Interesting that for years Buffett has been singing the praises of one of his key employees, Ajit Jain. In Buffett's opinion, or so he says, the guy is better at pricing these large reinsurance deals than anyone else in the business. This makes him one of Berkshire's key employees - possibly more important than Buffett himself.
posted by Protocols of the Elders of Sockpuppetry at 4:40 PM on September 2, 2011


The differences among gambling, event-based derivatives, and insurance are similar, to my mind, to the differences among terrorists, partisans, and freedom fighters. The value judgments are embedded in the nomenclature.

Actually, it's less dependent on nomenclature and more dependent upon which side of the equation you're on. Customers of insurance companies pretty much uniformly benefit from having it, for the reasons described above, and there really is a category difference from gambling as such, because insurance is only profitable for the insured when there's fraud.

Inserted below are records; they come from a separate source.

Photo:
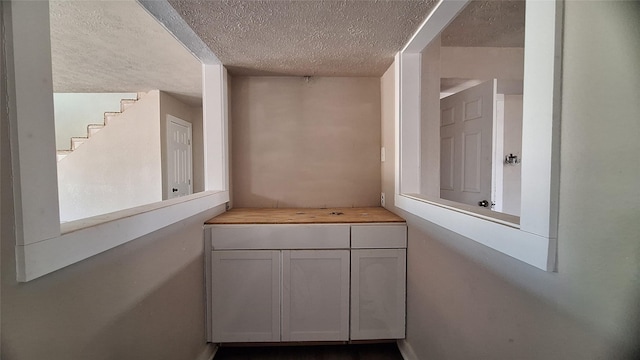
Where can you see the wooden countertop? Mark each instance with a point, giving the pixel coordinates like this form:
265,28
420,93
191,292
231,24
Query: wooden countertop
306,216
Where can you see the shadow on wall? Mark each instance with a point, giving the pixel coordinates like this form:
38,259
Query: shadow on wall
141,300
460,307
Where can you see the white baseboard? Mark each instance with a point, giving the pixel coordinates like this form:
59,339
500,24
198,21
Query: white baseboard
406,350
209,352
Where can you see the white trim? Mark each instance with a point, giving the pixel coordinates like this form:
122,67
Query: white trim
214,109
406,350
441,15
43,245
534,242
41,258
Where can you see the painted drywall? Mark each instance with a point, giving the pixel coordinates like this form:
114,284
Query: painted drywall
305,142
117,168
170,105
466,301
512,145
141,300
482,63
74,111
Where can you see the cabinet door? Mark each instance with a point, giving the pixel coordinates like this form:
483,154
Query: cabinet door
378,290
315,297
245,301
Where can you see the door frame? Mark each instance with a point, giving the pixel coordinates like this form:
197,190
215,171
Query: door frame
189,126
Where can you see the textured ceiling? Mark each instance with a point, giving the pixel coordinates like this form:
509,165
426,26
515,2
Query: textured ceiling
488,24
116,46
322,38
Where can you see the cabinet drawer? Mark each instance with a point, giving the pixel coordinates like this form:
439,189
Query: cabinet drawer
378,236
273,237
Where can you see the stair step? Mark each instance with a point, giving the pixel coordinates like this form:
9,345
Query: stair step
61,154
77,141
109,116
92,129
126,103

Insurance companies on the other hand, pretty explicitly are taking a flyer, hoping that their written premiums plus returns on float and investments are greater than their losses in a given year. It's a calculated risk, but it is still speculation.

But then again, so's any other business, when you think about it. This is just a little more explicit about that.
posted by valkyryn at 6:10 PM on September 2, 2011


twoleftfeet:If this seems like a good investment I've got some collateralized debt obligations I'd like to sell you.
That seems to be about the way it works. A number of prominent people took a serious financial hit playing this game back in the 90s.
Imagine the horror of the names who had been fleeced when they learned that Mr. Robert Hiscox, the deputy chairman of Lloyd's, had said when referring to Lloyd's names: If God had not meant them to be sheared he would not have made them sheep. In order that there shall be no misunderstanding, I will repeat that. The deputy chairman of Lloyd's said of his investors: If God had not meant them to be sheared he would not have made them sheep. That is backed up by another member of the Lloyd's regulatory body, whose identity I know, but I am not sure of the quote and therefore I shall not accredit it to him. He was heard to say, in effect, "If we find a mug, we use him." That is the way in which the Lloyd's regulatory authority refers to its investors. There is not much duty of care there.
posted by Coventry at 5:47 AM on September 3, 2011 [1 favorite]

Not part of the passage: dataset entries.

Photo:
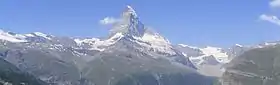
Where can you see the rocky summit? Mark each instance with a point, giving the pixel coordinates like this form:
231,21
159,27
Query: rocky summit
131,55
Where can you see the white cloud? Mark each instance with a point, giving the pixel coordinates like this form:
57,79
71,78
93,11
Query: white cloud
270,18
108,20
275,3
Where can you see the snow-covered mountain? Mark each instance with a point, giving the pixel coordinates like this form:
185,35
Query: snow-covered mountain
131,54
211,60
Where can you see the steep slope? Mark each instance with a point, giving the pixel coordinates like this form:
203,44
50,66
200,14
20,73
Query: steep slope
259,66
10,74
210,60
131,55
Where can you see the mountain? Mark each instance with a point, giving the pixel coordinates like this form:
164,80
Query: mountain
10,74
259,66
131,55
211,60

I saw this post yesterday but was unable to post a response at the time. Found the direction of the thread very interesting and the thoughts contained within. I work as an Insurance Underwriter (previously in the London Market) and feel strongly that certainly where I am in the UK - the industry has a very poor profile. Not so much a tremendously negative one but the Insurance Industry has it's roots and raison d'etre in London and does not shout from the rooftops about the significant amount of good it does. As opposed to say the Credit Crisis and the nefarious activities of our Banking Cousins.

Insurance is by definition the spread of risk - and therefore the existence of this mechanism allows events to occur that would otherwise be untenable. There is a morality lurking within the industry though I accept it is not always there (I'm thinking US healthcare industry for example).

Anyhow probably too late to the party on this thread but Reinsurance is simply the Insurance of Insurance companies and as such anything you want to lay at the footsteps of the Reinsurance industry is the same as laying it at the Insurance industry itself.

If anyone has any specific queries they would like answered to better their understanding in this area I am happy to oblige.